Daniel Day-Lewis certainly does take on his role, as does Depp. But Lewis gets into the authentic feel of a character like Hawkeye or a turn of the century oil man whereas Depp is more apt to play his character as a 9-year-old girl or as an aging rock star. Lewis is more in the mold of Paul Muni who really could disappear into a role, much to the studio’s dismay because they wanted movie stars, not actors.

Viggo Mortensen, as someone else suggested, has been good in different (yet mostly action) roles, but I haven’t seen him in that many movies, so he’s hard to judge at this point.

Russell Crowe really nailed the essence of the darkhorse boxing champion in Cinderella Man and he was good in Mystery, Alaska, but in Gladiator and Master and Commander, I was very aware that I was watching Russell Crowe, not an unique character.

Tortuga said: “Morgan Freeman - his performances know no age, or color. An absolute classic and a class act.” I agree that Freeman goes beyond color in that he plays characters who could be black, white, or Asian. The only other black actor I know of who can make the character’s color disappear is Bill Cosby, who has done primarily TV. The one thing (I won’t call it a fault) about Freeman however is that nearly all the characters he plays are just so laid back and unruffled most of the time, although they can express anger at times. Still the primary image is this likeable, easy going guy (even when he’s playing a thief or killer), so I wonder if every character is like that or is Freeman just playing Freeman time after time?

I like John Cusak, primarily for his role in Pointe Blank, a very funny film. But I haven’t noticed much variety in the few of his films I’ve seen. Probably need to see more before judging him.

Kevin Spacey is one of the best actors working today who has convincingly played aliens, cops, beleaguered head of households, and the most realistic cripple since Lon Chaney.

Now one guy I always enjoy watching is Kevin Kline because he brings different nuances to each role. Consider the western gunman in Silverado, the goofy ex-CIA agent in A Fish Called Wanda, the presidential stand-in in Dave, the closet-homosexual teacher of In & Out, Bottom in A Midsummer Night’s Dream (there aren’t that many Hollywood Stars capable of doing Shakespeare well), and the openly gay Cole Porter in De-Lovely.

It seems to me that Tom Selleck is not appreciated for the way he can stretch his acting ability. Best known for his TV comedy-drama Magnum, P.I., Selleck has also played tough cowboys (including a really good remake of Monte Walsh in a role created by Lee Marvin), the homosexual newsman in In & Out, different comedic roles in Three Men and a Baby and Mr. Baseball.

Two other extremely versatile actors: Richard Dreyfuss and Dustin Hoffman. Hoffman can do more to make a role come to life than any actor living today—check out the spread of different characters he portrayed so well in Midnight Cowboy, The Graduate, Rain-Man and Tootsie. Not an overlapping characteristic among the bunch.

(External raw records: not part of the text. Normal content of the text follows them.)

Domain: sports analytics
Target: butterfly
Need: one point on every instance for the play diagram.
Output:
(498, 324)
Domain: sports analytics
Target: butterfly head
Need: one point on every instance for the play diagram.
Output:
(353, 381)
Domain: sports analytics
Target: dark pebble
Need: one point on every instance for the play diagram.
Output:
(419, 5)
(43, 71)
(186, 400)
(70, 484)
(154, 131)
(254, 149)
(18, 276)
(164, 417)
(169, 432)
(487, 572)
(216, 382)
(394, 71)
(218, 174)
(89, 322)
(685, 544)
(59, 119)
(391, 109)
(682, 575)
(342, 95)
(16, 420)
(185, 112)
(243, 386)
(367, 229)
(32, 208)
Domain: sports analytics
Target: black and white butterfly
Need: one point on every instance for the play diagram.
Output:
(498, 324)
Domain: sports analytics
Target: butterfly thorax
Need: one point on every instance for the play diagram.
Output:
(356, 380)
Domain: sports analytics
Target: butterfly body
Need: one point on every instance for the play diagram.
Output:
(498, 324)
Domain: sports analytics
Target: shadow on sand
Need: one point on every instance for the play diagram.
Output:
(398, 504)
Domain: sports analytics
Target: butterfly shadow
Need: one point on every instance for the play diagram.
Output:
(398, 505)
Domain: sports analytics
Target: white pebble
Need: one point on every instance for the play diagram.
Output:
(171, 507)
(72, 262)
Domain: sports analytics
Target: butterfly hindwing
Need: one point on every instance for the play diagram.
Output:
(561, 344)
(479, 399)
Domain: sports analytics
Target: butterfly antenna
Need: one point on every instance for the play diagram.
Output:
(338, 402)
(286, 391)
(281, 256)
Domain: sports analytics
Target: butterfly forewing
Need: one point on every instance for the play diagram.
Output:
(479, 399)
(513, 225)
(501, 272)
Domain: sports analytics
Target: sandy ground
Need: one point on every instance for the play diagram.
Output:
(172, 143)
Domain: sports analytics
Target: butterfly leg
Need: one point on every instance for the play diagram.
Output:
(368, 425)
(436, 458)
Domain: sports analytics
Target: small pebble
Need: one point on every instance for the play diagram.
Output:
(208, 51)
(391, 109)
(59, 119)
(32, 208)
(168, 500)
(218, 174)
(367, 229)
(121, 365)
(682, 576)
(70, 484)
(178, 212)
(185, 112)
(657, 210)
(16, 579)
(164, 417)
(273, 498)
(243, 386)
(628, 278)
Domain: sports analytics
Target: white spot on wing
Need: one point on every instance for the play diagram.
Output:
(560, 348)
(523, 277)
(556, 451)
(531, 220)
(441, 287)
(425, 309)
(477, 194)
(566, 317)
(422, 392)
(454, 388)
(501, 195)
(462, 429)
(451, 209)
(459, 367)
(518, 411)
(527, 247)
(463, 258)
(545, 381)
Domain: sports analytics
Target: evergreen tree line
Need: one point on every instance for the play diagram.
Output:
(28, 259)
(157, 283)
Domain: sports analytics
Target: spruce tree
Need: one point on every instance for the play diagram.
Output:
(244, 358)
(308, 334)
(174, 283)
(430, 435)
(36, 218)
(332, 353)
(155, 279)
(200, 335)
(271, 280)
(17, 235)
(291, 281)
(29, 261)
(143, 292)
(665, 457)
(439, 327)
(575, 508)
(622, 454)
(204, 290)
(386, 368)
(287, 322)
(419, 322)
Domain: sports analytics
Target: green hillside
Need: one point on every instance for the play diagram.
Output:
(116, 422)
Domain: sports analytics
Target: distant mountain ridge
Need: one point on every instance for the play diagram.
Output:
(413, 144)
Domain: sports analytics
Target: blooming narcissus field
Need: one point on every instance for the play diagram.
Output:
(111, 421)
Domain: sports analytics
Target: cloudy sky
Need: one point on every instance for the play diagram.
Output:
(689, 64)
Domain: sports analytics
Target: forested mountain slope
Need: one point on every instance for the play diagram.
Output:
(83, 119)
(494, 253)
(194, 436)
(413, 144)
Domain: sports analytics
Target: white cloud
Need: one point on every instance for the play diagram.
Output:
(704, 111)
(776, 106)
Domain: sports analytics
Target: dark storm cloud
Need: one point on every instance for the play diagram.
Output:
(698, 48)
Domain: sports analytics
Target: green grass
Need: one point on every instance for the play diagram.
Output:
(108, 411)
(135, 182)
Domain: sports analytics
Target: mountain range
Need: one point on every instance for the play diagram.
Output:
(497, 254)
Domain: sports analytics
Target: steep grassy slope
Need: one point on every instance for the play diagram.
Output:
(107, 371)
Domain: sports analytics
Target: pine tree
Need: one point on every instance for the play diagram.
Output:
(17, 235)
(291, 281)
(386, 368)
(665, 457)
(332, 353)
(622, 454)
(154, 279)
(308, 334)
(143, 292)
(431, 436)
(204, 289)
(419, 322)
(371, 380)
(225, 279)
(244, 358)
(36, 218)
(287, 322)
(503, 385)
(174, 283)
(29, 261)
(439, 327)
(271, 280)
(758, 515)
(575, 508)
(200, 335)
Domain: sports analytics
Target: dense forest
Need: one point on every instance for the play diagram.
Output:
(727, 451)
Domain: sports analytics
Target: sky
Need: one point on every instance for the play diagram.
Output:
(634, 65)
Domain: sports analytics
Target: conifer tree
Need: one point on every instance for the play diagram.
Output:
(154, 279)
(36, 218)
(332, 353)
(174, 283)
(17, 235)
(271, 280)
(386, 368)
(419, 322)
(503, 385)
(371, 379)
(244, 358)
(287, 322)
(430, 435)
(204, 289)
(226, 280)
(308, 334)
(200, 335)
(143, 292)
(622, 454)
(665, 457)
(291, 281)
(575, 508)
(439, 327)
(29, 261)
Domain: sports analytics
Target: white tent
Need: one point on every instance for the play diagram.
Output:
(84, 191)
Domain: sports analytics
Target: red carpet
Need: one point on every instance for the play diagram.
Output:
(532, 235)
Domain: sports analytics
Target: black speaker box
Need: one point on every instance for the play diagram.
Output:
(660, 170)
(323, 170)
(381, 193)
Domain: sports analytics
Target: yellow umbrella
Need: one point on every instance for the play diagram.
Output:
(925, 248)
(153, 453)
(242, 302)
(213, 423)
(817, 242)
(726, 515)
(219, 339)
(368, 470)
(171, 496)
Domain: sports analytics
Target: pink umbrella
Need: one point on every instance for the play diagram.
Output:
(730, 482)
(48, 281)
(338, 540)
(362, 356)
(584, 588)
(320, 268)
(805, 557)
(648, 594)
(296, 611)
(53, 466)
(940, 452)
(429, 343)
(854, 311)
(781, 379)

However, the most versatile actor ever in the sense of mastering uniquely different roles has to be Lon Chaney, man of a thousand faces. And I’m not just talking makeup. Take a look at Chaney’s portrayal of Sgt. O'Hara in Tell It to the Marines (1927). That performance was so good that the Marine Corps named him an Honorary Marine, an honor rarely bestowed by the corps (John Wayne's Sgt. Ryker never earned it). The Marine publication Leatherneck Magazine reported at the time, “ . . . few of us who observed Chaney's portrayal of his role were not carried away to the memory of some sergeant we had known whose behavior matched that of the actor in every minute detail ..."

Not even the great Paul Muni was that good, but still was at least second-place: Check him out in Juarez where he looks exactly like photos of the Mexican leader, the original Scarface (which I still think is head and shoulders better than the remake), Angel on my Shoulder and I am a Fugitive from a Chain Gang

One of the movie greats that we think we always know on screen but who I still maintain did some great stretches is James Cagney. Look at his breakthrough tough-guy role when he hits an actress in the face with a grapefruit in Public Enemy (which The New York Herald Tribune described at the time as "the most ruthless, unsentimental appraisal of the meanness of a petty killer the cinema has yet devised"), and yet he capped another tough-guy role with a gut-wrenching cowardly death scene in Angels with Dirty Faces. He wins an Oscar as song-and-dance man George M. Cohan in Yankee Doodle Dandy (not his only singing-dancing role), plays a very laid-back, philosophical Joe in William Saroyan's The Time of Your Life, does the tyrannical petty martinet Captain Morton in Mr. Roberts, and caps his career with a frantic comedy with long stretches of snappy dialogue in One, Two, Three prior to his retirement. Although he often seemed to be typecast in gangster roles, that didn’t keep him from creating one of the most memorable villains in film, Cody Jarrett in White Heat and changed what could have been a B-movie into a cult hit. I’ve heard that many of the key elements to that character (the headaches, the scene of Cody sitting on his mother’s lap, the scene where he kicks the chair on which Virginia Mayo was standing, causing her to fall on the sofa, and the scene where Jarrett goes berserk in the prison message after hearing of his mother’s death) were either suggested or improvised by Cagney.